Milano (mercoledì, 31 dicembre 2025) — Si è conclusa nel modo più tragico la ricerca di Aurora Livoli, la diciannovenne di Monte San Biagio di cui non si avevano notizie certe dal 26 novembre scorso. Il cadavere rinvenuto all’alba di lunedì nel cortile di un condominio in via privata Paruta, zona via Padova, appartiene alla giovane laziale. L’identificazione è avvenuta dopo che i genitori, allarmati dalla diffusione di alcuni fotogrammi delle telecamere di sorveglianza, hanno riconosciuto la figlia nei video che la ritraevano poco prima del decesso.
Di Mirko Aglianò
Secondo i dettagli che si apprendono dall’articolo del Corriere della Sera a firma di Cesare Giuzzi, il corpo è stato trovato in condizioni che suggeriscono uno scenario di violenza: seminudo e con evidenti ecchimosi sul collo e sul viso, segni compatibili con uno strangolamento. Sebbene l’autopsia sia stata posticipata al 2 gennaio per consentire alla famiglia di presenziare con i propri consulenti, gli inquirenti coordinati dal pm Antonio Pansa lavorano incessantemente per ricostruire le ultime ore della ragazza. I filmati mostrano Aurora camminare lungo via Paruta seguita da un giovane alto e magro con i capelli ricci; i due si addentrano nel cortile insieme, ma solo l’accompagnatore viene ripreso mentre si allontana dal luogo diverso tempo dopo.

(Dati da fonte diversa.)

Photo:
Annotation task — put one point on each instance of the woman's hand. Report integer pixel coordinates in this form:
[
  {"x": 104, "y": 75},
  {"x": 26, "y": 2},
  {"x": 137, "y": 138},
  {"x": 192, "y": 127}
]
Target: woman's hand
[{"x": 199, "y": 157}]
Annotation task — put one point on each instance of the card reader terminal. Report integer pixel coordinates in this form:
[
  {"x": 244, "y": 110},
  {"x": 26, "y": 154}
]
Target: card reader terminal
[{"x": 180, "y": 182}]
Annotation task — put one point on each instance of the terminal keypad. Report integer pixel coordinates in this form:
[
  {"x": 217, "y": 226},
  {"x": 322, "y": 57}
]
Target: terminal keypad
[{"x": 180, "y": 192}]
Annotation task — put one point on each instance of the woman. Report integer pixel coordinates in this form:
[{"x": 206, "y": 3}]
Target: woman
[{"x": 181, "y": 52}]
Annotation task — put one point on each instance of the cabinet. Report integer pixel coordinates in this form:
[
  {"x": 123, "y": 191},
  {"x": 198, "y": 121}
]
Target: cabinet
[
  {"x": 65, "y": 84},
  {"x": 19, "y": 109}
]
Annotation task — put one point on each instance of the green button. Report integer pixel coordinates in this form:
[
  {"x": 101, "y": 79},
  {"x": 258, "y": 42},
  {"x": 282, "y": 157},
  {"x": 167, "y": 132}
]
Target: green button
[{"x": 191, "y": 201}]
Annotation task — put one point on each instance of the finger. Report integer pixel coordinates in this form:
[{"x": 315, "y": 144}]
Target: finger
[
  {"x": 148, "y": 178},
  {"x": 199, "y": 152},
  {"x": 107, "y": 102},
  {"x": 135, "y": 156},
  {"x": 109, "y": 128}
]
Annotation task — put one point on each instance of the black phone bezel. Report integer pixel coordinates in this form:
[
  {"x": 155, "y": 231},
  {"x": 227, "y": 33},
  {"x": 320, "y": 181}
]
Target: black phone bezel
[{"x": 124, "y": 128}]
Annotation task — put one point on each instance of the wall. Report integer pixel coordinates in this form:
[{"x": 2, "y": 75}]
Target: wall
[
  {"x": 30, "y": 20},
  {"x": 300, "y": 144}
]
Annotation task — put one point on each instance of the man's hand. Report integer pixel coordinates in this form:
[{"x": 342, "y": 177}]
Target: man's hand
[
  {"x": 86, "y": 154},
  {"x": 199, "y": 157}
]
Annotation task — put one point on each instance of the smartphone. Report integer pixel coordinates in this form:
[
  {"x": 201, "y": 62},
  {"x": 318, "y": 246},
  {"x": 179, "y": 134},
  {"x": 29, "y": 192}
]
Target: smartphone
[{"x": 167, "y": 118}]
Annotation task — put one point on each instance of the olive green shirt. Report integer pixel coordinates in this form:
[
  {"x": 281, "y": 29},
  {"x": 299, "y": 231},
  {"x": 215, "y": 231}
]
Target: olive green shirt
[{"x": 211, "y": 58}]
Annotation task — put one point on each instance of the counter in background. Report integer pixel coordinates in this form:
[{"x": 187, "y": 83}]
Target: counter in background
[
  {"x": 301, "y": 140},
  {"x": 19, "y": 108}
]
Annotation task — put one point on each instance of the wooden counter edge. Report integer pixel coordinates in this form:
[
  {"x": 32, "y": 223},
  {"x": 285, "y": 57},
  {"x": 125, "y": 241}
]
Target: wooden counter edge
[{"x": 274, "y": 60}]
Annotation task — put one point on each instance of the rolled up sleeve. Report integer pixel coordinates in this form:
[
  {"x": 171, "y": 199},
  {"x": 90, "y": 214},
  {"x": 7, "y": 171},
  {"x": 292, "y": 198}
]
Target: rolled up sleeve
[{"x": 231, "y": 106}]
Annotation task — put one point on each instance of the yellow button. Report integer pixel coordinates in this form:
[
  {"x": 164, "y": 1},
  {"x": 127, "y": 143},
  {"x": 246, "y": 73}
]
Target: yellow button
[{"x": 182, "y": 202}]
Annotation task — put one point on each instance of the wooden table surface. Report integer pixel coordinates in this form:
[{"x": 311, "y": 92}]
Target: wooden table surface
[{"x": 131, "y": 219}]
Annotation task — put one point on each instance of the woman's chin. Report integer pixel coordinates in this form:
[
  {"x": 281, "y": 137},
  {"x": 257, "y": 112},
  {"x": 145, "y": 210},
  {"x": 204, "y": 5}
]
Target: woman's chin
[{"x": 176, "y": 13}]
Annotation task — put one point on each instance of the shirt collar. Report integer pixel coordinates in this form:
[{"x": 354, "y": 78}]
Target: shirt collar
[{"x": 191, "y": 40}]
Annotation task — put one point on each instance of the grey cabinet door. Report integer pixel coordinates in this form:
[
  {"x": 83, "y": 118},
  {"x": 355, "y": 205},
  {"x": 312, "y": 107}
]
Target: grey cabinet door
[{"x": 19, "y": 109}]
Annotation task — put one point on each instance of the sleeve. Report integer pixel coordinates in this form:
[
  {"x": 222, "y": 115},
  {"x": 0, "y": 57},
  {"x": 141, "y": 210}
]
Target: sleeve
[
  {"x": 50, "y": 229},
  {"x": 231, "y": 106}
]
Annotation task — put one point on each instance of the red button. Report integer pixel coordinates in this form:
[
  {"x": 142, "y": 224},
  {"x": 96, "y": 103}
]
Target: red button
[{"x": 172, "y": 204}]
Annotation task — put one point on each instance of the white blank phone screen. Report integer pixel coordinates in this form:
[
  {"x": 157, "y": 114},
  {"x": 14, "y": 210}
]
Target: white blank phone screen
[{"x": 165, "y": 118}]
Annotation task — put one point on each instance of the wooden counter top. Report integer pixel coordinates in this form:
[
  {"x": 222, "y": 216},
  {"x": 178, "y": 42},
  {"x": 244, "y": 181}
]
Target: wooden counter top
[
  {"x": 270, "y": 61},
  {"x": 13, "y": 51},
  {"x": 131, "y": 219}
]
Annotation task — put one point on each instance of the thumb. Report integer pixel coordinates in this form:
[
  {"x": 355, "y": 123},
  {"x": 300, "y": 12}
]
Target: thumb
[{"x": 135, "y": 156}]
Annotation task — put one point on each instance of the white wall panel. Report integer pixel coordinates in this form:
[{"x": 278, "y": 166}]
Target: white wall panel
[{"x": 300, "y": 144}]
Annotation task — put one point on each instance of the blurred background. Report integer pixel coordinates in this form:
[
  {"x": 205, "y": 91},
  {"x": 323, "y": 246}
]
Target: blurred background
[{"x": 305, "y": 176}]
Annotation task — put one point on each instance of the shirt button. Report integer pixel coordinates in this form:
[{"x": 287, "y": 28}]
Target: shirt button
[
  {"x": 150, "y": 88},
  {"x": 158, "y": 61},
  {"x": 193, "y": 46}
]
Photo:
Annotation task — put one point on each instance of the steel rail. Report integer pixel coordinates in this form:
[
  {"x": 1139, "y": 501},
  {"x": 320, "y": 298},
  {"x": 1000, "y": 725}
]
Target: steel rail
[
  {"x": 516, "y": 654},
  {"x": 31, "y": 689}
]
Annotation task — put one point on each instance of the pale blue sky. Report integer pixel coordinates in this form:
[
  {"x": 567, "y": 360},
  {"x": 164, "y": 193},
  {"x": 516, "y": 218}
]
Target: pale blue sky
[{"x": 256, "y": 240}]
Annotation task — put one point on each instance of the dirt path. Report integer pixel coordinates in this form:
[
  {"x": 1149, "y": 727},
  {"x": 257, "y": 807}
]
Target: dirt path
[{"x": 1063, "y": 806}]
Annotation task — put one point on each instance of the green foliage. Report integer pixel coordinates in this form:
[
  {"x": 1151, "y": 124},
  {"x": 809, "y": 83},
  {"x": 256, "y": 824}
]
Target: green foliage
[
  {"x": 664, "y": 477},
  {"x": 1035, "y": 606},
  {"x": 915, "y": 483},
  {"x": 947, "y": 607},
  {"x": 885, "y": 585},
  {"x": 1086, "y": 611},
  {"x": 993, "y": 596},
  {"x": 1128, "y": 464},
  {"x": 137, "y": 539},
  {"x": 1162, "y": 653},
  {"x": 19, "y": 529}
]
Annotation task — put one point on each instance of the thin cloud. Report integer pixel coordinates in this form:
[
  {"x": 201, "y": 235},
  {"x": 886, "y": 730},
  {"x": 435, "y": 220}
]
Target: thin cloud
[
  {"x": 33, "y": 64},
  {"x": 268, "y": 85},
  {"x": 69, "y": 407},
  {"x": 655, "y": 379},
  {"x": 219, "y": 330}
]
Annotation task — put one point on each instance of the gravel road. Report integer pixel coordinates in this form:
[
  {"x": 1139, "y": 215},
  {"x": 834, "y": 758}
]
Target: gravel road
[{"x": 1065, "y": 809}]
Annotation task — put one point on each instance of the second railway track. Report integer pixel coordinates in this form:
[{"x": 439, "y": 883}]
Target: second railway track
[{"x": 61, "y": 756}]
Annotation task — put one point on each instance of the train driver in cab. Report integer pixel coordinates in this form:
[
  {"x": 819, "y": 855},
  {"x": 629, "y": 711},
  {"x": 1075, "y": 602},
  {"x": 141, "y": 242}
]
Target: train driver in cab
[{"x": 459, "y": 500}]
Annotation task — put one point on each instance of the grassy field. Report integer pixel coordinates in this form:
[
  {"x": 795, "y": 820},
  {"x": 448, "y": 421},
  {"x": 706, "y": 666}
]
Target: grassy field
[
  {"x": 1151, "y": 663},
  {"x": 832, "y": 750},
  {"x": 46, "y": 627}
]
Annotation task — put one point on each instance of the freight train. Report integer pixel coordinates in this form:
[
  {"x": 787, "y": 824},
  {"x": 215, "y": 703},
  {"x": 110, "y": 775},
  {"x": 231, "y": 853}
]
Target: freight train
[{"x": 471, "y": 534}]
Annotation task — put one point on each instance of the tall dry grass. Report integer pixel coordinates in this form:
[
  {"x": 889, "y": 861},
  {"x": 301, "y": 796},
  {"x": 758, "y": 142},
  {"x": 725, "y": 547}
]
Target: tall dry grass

Le indagini dei Carabinieri si concentrano ora sulla cerchia di conoscenze della vittima a Milano, città che Aurora aveva già frequentato in passato e dove si ipotizza possa aver trovato ospitalità presso amici legati a contesti di disagio giovanile. Resta da chiarire se la morte sia avvenuta all’aperto, in quello che i residenti descrivono come un luogo di fortuna per incontri appartati, o se la giovane sia stata uccisa in un appartamento e il corpo successivamente abbandonato nel vialetto. L’analisi dei tabulati telefonici e i numerosi interrogatori condotti nelle ultime ore lasciano presagire una risoluzione imminente del caso.